# Soap Making Resource Resource Liquidation



## dibbles (May 11, 2017)

Looks like the questions around SMR have been answered, and they are liquidating. I got this email today, and thought I'd pass it along for anyone who is interested.

Sadly we are starting our inventory liquidation sale today.  All products are now 20% off on top of any discounts listed on the website.  Simply use coupon code liquidation2017 at checkout to apply this additional 20% off.  Please keep in mind that this sale may only be running for a few hours depending on how many of you all participate.  We will only be allowing as many orders to come in as we are able to process within a reasonable amount of time. Once the liquidation sale is over, we will disable the shopping cart buttons.

Also, we are only taking sales via PayPal at this time for everyone's convenience and security.  You do not need a PayPal account in order to place an order and you can pay via PayPal's secure servers using any major credit card.  

Click here to shop for your ingredients one last time at soap-making-resource.com.

For your convenience, below is a list of some of the products that we have in stock.  Be sure to browse through the entire website to find some great deals.  As you will notice, we have many products that are currently out of stock, but there is still a lot of inventory available and some great buys!


----------



## soaring1 (May 11, 2017)

I figured something was up.  I had been waiting on the rest of my order from March and couldn't get a hold of anyone.


----------



## Susie (May 12, 2017)

It is horrible that you are still waiting from March!  I clicked like in sympathy.


----------



## bumbleklutz (May 12, 2017)

Sad for them that they're going out of business.  I only ordered a couple of things from them, but I was pleased with what I received from them.  Their shipping and customer service in my case at least, left something to be desired.  When you could get a response from them, they were friendly and helpful.  Hopefully, they go on to bigger and better things.  It's sort of scary that folks are still waiting for orders placed in March though.


----------



## Saranac (May 12, 2017)

I only purchased from them once and the turn-around was horrific.  They did, however, reply to my email in a timely and polite fashion--which these days, is more than I expect from most establishments.  I don't like to see any small business close-up; it leaves me wondering who will be next. . . .


----------



## dixiedragon (May 12, 2017)

It says This Product Isn't Available until May 18 on everything I try to add to my cart.


----------



## dibbles (May 12, 2017)

dixiedragon said:


> It says This Product Isn't Available until May 18 on everything I try to add to my cart.



They did say in the email they would only allow as many orders as they could handle. Maybe between what they already had outstanding and new orders, they've reached their limit.
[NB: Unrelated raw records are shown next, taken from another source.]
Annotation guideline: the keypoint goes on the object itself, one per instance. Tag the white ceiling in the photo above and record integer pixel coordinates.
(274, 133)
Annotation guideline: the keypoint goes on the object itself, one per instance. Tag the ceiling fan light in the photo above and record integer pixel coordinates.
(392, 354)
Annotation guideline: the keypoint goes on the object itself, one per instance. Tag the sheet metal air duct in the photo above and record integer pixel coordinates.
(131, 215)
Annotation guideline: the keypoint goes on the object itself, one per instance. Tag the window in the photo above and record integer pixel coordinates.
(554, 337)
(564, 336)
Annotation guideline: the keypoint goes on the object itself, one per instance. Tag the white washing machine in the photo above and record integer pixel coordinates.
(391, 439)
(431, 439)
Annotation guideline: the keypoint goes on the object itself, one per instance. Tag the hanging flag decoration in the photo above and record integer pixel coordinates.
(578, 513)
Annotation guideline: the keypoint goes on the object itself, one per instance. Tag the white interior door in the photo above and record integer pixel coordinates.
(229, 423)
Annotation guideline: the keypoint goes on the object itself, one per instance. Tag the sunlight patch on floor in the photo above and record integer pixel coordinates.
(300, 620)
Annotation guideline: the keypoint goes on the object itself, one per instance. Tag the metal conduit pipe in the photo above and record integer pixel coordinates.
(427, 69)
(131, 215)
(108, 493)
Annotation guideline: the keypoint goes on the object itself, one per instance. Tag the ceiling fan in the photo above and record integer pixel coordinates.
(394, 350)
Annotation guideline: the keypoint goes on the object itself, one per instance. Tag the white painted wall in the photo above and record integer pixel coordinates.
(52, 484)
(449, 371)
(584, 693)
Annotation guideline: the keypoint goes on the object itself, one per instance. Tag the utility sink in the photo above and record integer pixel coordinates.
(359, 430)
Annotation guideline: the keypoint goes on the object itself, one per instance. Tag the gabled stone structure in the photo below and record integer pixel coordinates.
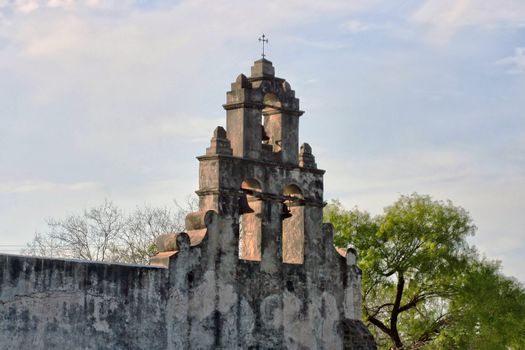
(256, 269)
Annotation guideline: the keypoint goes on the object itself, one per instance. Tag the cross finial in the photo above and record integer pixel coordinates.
(263, 39)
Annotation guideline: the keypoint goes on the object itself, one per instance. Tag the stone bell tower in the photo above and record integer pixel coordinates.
(257, 268)
(255, 172)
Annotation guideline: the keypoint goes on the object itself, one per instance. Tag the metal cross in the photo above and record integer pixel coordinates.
(263, 39)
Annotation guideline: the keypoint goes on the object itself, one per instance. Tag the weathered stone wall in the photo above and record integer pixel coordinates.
(64, 304)
(207, 298)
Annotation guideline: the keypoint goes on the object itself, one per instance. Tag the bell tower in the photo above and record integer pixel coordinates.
(256, 173)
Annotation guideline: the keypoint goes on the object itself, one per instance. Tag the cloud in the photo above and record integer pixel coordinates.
(444, 18)
(514, 64)
(355, 26)
(32, 186)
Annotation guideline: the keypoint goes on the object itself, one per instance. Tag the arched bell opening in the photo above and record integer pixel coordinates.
(293, 225)
(271, 115)
(250, 223)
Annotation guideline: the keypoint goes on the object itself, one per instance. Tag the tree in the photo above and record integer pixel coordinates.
(489, 311)
(107, 233)
(416, 266)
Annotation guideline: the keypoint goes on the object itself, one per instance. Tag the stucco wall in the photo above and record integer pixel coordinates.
(207, 298)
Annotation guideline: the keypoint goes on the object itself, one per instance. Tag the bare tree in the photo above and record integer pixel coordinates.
(107, 233)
If they still have stock once the orders are processed, then they might start taking new orders again. If it is something you really want, maybe try every few days. May 18 might be when they 'think' they will be able to take orders again. I really don't know.


----------



## littlehands (May 12, 2017)

I'm bummed that they're going under. I love their EOs, and the acrylic mold I have is my very favorite. Nobody else makes it with the same design where you can just push the loaf up from the bottom.


----------



## Seawolfe (May 12, 2017)

Oh that is too bad, they were the first place I ordered from and I love their wooden mold with the slice guides built in. And their EO's and clays...


----------